Jimin inspira profondément, il tenta de se concentrer sur la musique, mais la musique ne voulait pas de lui. Tout ce qu'il entendait, c'était la voix de Yoongi, bouleversée, qui hurlait sa rage et sa détresse à travers un texte qui secouait le danseur. C'était beau, vrai, c'était tout ce qu'il aimait. La sincérité. Yoongi ne mentait jamais. Taehyung souriait quand ça n'allait pas, Yoongi non. Quand ça n'allait pas, ça n'allait pas.
Jimin coupa le morceau et s'assit. Il tourna par réflexe son attention vers le coin de la salle où son aîné prenait habituellement place lorsqu'il venait le voir, mais il n'y était pas. Soit il était encore avec ceux qui prenaient leur petit déjeuner, soit il était allé se reposer. Jimin aurait voulu qu'il soit là. Qu'il soit là à le dévorer du regard, à scruter chaque partie de son corps. Parce que les yeux de Yoongi non plus ne mentaient pas, et ils le désiraient avec une ardeur telle que Jimin ne pouvait plus se voiler la face : il ignorait si le rappeur éprouvait de quelconques sentiments pour lui, mais de toute évidence il rêverait de l'avoir dans son lit.
Et Jimin aimait ce regard. Il aimait que Yoongi le fixe comme un prédateur prêt à bondir sur sa proie, il aimait qu'il détaille aussi bien son visage fermé que sa taille svelte ou bien ses cuisses fines mais musclées. Il adorait, il adorait imaginer Yoongi le posséder dans cette salle étriquée aux murs recouverts de miroirs qui leur révèleraient leur acte débauché. Il adorait imaginer Yoongi le toucher, le toucher partout en lui murmurant des mots dans ce langage ordurier qui sonnait si bien dès lors que la musique s'en mêlait. Il adorerait – oh comme il adorerait ! – que Yoongi le pénètre sans relâche tandis que lui gémirait, gémirait sans pouvoir taire sa voix, et qu'ensemble ils atteignent le paroxysme du plaisir de manière bestiale, parce qu'ici ils n'étaient plus des humains.
Jimin aimerait que Yoongi le baise violemment, bien qu'il se rende désormais compte qu'il éprouvait pour lui l'amour le plus tendre ; jamais son désir pour le même sexe ne lui avait apporté la moindre douceur, si bien que l'amour rimait aujourd'hui pour lui avec la brutalité. Pourtant, il aimait Yoongi si fort, son cœur battait si ardemment, et il aimerait, plus que tout il aimerait... simplement que Yoongi pose de façon chaste ses lèvres sur les siennes en lui avouant enfin ce qu'il ressentait, et que Jimin ressentait également.

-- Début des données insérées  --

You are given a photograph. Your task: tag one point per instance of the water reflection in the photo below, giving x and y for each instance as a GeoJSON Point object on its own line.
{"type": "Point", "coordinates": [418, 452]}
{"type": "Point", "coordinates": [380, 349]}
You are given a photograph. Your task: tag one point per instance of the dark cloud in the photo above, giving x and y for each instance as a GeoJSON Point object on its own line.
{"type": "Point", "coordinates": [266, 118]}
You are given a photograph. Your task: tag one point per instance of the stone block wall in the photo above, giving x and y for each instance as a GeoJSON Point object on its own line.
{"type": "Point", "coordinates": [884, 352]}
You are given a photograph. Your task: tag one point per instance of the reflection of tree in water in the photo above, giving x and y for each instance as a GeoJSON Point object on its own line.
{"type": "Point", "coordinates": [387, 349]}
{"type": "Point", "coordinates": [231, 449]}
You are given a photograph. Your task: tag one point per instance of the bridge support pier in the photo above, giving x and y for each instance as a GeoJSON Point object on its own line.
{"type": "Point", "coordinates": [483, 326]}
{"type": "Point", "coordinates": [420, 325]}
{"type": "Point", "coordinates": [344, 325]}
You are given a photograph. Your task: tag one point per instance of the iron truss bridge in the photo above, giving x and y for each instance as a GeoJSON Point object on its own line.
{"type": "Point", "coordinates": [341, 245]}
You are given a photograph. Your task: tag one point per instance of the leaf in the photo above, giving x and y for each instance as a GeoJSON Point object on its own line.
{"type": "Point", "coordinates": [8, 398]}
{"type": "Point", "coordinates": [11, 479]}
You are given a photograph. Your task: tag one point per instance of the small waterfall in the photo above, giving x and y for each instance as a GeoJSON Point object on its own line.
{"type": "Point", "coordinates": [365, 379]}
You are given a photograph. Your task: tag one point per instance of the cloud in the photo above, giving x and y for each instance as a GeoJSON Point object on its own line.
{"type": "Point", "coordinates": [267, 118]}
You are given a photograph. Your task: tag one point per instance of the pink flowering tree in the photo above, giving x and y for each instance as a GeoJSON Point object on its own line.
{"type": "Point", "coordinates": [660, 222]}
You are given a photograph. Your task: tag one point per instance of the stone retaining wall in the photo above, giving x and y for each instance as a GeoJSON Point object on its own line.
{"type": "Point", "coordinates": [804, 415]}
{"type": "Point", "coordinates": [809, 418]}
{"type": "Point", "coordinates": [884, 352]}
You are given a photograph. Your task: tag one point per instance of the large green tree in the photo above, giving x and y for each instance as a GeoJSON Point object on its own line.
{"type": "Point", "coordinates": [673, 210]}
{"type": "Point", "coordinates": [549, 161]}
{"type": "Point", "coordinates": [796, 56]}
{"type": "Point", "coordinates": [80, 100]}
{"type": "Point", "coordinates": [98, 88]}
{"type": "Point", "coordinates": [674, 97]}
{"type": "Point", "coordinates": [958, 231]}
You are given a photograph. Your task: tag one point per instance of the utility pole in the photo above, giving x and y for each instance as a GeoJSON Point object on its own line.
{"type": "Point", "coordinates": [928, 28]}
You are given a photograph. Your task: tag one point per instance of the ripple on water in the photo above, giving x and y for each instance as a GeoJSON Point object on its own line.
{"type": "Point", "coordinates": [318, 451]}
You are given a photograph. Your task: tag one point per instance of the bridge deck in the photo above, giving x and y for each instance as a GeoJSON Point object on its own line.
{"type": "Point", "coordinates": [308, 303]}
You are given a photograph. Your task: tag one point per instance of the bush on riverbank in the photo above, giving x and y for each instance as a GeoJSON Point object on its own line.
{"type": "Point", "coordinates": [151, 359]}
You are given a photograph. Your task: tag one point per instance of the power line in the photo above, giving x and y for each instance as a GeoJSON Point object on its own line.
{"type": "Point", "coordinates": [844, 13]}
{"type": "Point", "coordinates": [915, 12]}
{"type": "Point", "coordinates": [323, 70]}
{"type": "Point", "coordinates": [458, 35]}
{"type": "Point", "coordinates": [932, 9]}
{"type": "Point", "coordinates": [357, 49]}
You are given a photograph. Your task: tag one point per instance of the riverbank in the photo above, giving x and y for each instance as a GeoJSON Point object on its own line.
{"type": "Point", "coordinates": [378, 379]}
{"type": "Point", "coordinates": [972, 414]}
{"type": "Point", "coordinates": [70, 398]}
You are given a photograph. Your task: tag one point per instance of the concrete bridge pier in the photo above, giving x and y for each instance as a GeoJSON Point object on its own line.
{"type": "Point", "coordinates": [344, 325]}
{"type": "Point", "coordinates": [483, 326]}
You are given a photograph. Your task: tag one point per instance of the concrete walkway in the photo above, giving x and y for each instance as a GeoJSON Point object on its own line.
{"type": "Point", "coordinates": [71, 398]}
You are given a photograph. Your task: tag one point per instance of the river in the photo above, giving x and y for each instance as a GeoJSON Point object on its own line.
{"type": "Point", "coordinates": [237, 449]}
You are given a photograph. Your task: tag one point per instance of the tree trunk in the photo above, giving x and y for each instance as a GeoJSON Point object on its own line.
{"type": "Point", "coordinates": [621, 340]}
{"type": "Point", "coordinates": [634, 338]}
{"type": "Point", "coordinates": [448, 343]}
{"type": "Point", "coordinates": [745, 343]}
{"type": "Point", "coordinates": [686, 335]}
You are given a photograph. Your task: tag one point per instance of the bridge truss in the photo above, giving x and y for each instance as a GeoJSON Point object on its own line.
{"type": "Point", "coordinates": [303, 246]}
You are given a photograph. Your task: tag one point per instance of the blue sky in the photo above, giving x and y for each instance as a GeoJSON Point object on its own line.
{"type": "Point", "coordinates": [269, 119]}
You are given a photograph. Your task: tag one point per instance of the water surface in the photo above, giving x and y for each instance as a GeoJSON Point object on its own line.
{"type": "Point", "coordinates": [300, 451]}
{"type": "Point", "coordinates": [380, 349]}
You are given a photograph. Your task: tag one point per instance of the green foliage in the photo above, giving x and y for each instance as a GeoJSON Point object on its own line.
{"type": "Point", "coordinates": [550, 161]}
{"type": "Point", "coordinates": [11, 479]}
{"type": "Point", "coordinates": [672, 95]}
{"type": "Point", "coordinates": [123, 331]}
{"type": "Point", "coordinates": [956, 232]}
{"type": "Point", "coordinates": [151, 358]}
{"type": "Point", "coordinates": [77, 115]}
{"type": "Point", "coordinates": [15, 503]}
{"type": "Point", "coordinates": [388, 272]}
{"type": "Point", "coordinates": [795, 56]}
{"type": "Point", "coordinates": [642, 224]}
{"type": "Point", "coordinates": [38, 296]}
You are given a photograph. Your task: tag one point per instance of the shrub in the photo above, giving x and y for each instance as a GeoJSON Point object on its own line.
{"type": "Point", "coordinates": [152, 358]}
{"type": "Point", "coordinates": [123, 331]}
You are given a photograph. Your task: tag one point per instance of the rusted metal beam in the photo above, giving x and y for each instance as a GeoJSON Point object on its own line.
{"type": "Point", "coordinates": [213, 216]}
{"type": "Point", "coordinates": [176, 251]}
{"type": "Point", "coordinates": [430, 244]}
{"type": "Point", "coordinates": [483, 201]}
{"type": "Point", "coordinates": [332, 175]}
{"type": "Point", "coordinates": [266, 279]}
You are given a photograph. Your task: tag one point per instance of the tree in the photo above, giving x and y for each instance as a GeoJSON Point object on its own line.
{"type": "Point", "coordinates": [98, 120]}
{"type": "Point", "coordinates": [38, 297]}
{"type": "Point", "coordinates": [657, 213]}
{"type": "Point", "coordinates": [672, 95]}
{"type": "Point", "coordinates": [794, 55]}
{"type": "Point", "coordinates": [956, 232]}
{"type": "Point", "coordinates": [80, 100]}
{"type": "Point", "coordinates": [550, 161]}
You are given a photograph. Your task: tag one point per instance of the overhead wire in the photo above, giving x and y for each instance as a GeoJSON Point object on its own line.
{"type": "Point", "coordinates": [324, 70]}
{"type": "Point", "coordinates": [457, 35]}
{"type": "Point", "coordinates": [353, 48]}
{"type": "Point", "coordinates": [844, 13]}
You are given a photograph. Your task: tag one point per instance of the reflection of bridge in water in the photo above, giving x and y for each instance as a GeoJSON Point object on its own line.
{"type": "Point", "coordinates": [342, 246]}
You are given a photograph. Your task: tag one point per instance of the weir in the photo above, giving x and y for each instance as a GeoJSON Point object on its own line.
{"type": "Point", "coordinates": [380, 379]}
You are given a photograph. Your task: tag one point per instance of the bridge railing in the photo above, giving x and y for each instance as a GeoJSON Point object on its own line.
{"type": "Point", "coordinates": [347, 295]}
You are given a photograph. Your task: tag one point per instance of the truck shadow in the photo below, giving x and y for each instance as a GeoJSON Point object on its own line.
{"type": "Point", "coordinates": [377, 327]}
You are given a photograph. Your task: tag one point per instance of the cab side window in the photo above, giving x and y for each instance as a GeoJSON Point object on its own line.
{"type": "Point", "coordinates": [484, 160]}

La caresse de sa bouche, celle de ses mains, et celle de ses mots. Puis qu'il lui fasse l'amour de manière si affectueuse que Jimin en aurait le cœur serré de bonheur. Jimin n'avait presque jamais eu le cœur serré de bonheur. La brutalité le faisait palpiter rageusement, Jimin se sentait vivant ainsi, il aimait ça, il aimait souffrir... mais au plus profond de son âme brisée, il désirerait tant avoir, rien qu'une fois, droit à un peu de tendresse...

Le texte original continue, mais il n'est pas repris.